In American football, there's a "fake" happening on almost every play. Whether it's a blocking fake, a running fake, or a passing fake, the idea is to trick the defense into going one way while your offense goes another and gains yardage.
But if you take in lots of artificial sweetener, you can fake your digestive system into believing that you're giving it calories when you're not, and all you'll gain is unwanted weight and an increased risk of Type 2 diabetes.
A team of researchers from the University of Adelaide in Australia took a look at what happens in your body when you use a lot of artificial sweeteners for as little as two weeks.
They found that those fakes throw your body's ability to control blood glucose out of whack.
It turns out that faking out your endocrine system damages your body's ability to process real sugar properly, and increases post-meal blood glucose levels.
So when you eat food containing real sugar — naturally found in 100 percent whole grains, fruits and veggies, and crammed into packaged foods and beverages — your system hoards it and gets overwhelmed.

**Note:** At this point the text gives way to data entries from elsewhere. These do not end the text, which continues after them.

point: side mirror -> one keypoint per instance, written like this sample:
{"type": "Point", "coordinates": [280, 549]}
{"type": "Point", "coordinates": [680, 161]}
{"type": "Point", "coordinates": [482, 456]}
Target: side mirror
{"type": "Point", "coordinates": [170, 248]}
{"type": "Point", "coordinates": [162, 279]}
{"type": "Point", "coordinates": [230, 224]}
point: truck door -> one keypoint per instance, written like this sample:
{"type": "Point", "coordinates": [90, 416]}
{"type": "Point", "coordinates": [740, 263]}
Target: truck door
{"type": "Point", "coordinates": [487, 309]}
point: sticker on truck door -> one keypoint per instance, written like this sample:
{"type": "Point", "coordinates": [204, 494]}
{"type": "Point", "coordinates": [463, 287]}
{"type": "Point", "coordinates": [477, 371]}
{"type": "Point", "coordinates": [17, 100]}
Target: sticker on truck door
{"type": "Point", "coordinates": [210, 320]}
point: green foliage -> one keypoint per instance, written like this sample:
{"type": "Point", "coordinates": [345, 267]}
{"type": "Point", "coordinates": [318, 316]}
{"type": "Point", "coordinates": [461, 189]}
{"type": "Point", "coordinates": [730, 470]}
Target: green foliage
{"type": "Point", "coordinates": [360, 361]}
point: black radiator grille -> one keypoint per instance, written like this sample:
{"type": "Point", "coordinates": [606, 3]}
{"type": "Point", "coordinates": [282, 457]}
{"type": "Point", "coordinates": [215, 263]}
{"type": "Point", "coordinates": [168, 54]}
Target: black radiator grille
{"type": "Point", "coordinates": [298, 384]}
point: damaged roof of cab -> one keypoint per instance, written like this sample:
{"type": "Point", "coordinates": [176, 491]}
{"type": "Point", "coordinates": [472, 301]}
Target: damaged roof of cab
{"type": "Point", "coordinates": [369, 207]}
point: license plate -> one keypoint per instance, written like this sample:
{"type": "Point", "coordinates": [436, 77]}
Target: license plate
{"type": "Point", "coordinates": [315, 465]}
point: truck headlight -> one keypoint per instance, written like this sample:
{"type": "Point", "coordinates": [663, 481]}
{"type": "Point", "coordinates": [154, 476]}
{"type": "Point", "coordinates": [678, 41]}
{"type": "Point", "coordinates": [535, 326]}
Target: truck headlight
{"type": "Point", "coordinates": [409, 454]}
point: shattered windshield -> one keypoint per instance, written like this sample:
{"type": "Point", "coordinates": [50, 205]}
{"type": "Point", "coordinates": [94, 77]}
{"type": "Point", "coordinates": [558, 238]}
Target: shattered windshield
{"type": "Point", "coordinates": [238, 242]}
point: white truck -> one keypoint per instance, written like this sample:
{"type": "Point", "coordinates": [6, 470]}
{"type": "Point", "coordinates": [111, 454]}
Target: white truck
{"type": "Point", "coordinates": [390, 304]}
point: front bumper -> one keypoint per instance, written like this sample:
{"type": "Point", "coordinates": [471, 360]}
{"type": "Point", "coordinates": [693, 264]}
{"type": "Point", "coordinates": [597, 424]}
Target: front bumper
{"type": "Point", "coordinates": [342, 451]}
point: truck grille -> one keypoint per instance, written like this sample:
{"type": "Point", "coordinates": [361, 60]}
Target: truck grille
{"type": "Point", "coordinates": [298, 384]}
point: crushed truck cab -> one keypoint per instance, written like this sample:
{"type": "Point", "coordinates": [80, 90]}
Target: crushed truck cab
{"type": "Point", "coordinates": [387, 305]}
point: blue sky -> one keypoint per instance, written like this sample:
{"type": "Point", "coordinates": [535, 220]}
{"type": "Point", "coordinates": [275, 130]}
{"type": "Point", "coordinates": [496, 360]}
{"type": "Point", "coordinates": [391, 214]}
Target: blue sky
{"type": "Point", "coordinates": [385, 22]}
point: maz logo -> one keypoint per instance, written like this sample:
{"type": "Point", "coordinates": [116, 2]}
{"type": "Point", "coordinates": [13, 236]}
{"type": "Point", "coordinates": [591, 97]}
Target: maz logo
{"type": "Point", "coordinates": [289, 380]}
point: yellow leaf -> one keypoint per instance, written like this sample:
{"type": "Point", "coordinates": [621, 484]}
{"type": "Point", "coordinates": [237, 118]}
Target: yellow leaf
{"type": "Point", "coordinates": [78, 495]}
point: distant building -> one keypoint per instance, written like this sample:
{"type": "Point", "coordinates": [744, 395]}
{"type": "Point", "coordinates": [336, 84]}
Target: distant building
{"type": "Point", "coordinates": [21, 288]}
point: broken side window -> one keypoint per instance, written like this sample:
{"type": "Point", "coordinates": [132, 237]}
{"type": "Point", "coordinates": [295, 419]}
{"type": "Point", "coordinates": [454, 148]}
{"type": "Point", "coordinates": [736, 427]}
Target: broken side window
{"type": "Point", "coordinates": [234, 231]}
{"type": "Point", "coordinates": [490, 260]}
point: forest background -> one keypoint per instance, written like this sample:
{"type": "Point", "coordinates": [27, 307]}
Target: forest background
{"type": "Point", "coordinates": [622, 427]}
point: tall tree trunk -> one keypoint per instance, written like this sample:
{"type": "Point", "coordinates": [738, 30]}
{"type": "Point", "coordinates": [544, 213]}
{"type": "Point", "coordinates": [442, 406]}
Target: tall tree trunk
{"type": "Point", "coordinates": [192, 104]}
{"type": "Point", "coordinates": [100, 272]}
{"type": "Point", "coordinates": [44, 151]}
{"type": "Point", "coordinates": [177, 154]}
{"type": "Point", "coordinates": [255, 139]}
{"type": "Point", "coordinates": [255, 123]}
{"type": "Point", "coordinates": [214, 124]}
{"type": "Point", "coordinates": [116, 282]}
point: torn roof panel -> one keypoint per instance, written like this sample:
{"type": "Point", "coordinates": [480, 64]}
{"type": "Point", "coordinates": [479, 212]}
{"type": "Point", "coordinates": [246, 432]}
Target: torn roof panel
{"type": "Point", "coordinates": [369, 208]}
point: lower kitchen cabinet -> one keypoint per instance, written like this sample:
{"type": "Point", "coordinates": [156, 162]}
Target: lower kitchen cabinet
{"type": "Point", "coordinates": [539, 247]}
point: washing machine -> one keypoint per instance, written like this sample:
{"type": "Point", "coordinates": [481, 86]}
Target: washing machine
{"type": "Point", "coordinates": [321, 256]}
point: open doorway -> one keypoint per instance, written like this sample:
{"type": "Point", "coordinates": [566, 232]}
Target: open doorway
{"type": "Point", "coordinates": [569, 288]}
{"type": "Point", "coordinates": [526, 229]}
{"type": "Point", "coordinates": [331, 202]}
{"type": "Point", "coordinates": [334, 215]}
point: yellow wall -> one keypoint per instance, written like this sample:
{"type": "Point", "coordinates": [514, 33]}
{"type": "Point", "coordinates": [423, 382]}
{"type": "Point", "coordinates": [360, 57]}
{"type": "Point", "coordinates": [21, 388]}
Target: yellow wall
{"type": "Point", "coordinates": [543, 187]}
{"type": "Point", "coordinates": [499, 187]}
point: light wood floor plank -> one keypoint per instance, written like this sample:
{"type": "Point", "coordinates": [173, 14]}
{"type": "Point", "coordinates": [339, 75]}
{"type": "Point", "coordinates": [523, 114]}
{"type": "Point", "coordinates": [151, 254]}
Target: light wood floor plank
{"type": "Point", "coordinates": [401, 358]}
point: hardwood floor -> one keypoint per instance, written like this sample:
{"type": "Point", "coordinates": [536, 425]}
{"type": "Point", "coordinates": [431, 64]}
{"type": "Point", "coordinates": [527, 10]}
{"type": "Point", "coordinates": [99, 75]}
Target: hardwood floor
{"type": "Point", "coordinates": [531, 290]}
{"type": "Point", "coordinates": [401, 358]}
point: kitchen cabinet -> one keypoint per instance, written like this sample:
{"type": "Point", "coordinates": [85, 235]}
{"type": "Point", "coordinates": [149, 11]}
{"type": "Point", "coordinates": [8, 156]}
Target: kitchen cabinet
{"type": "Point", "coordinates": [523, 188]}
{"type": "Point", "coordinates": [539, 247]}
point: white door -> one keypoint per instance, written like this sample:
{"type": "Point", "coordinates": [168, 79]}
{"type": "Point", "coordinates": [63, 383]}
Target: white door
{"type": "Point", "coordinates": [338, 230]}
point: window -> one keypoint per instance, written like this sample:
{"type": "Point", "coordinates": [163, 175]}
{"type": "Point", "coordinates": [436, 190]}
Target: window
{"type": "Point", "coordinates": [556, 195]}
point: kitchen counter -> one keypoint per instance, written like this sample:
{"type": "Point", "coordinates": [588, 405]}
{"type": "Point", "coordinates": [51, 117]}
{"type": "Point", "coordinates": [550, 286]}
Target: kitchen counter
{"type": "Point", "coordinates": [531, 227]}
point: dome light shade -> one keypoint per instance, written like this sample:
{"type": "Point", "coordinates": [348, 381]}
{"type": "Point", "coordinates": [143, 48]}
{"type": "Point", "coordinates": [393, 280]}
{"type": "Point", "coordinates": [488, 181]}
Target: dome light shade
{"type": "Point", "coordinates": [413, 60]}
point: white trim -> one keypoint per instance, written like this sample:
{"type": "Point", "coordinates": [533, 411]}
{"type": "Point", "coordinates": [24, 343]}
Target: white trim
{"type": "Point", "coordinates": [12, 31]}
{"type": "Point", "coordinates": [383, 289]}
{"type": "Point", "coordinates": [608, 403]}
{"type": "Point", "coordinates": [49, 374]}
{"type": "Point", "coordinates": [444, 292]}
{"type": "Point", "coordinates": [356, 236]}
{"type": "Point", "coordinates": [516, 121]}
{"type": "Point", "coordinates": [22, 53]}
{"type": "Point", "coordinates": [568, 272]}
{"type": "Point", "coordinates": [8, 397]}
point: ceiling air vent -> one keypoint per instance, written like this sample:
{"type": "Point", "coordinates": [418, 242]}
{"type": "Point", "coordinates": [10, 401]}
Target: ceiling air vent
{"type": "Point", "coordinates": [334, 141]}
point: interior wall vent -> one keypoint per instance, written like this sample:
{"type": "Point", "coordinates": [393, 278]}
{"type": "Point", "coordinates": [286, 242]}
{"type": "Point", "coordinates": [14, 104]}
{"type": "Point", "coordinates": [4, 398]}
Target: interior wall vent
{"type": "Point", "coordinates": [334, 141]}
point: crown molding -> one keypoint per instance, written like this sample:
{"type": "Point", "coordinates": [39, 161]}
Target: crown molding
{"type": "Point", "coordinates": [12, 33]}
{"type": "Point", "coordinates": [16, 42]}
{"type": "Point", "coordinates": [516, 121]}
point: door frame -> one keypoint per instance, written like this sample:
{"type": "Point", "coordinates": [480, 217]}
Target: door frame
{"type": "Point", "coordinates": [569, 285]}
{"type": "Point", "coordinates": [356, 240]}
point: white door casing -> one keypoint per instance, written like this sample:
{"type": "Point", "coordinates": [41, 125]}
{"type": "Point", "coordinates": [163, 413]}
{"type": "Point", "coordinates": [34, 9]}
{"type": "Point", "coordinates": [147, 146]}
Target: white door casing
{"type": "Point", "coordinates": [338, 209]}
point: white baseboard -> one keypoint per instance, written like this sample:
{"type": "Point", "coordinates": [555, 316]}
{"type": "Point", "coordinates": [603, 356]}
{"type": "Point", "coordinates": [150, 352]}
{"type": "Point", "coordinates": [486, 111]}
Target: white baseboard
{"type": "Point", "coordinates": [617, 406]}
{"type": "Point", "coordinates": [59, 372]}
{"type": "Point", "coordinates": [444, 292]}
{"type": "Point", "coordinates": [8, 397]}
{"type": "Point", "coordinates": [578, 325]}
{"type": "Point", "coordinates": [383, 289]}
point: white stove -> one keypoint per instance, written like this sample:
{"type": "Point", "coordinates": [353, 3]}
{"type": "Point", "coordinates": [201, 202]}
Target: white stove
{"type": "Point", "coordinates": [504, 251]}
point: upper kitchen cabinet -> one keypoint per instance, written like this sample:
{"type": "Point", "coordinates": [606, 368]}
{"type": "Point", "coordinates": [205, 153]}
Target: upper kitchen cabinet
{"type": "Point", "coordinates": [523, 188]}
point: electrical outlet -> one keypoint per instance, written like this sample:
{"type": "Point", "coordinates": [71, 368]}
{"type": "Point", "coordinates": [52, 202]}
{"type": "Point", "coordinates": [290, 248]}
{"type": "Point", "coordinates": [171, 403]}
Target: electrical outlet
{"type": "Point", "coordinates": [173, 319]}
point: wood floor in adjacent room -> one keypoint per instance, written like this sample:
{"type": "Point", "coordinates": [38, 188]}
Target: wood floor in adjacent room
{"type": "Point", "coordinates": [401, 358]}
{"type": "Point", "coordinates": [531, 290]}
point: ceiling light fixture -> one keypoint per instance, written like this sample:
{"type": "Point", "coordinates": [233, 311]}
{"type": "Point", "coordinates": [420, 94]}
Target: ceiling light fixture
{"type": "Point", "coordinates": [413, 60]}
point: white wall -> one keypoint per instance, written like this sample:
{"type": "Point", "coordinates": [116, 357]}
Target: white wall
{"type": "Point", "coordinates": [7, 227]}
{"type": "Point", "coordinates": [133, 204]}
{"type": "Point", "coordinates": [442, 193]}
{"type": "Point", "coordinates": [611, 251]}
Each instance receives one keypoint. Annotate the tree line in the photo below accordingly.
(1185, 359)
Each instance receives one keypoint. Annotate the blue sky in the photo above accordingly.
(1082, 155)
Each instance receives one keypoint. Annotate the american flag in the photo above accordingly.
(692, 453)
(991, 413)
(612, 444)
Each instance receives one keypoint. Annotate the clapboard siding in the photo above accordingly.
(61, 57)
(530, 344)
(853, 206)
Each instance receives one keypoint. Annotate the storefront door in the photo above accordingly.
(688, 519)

That leads to glucose intolerance.
Fake sugar substitutes also change the bacteria inside your gut, increasing inflammation and insulin resistance. Type 2 diabetes is around the corner.
Clearly, sugar substitutes lie to your body and nobody likes a liar.
Craving a sweet treat? Enjoy 1 ounce of 70 percent cacao dark chocolate and 2 to 3 servings of fresh fruit. There's no reason to lie to your body.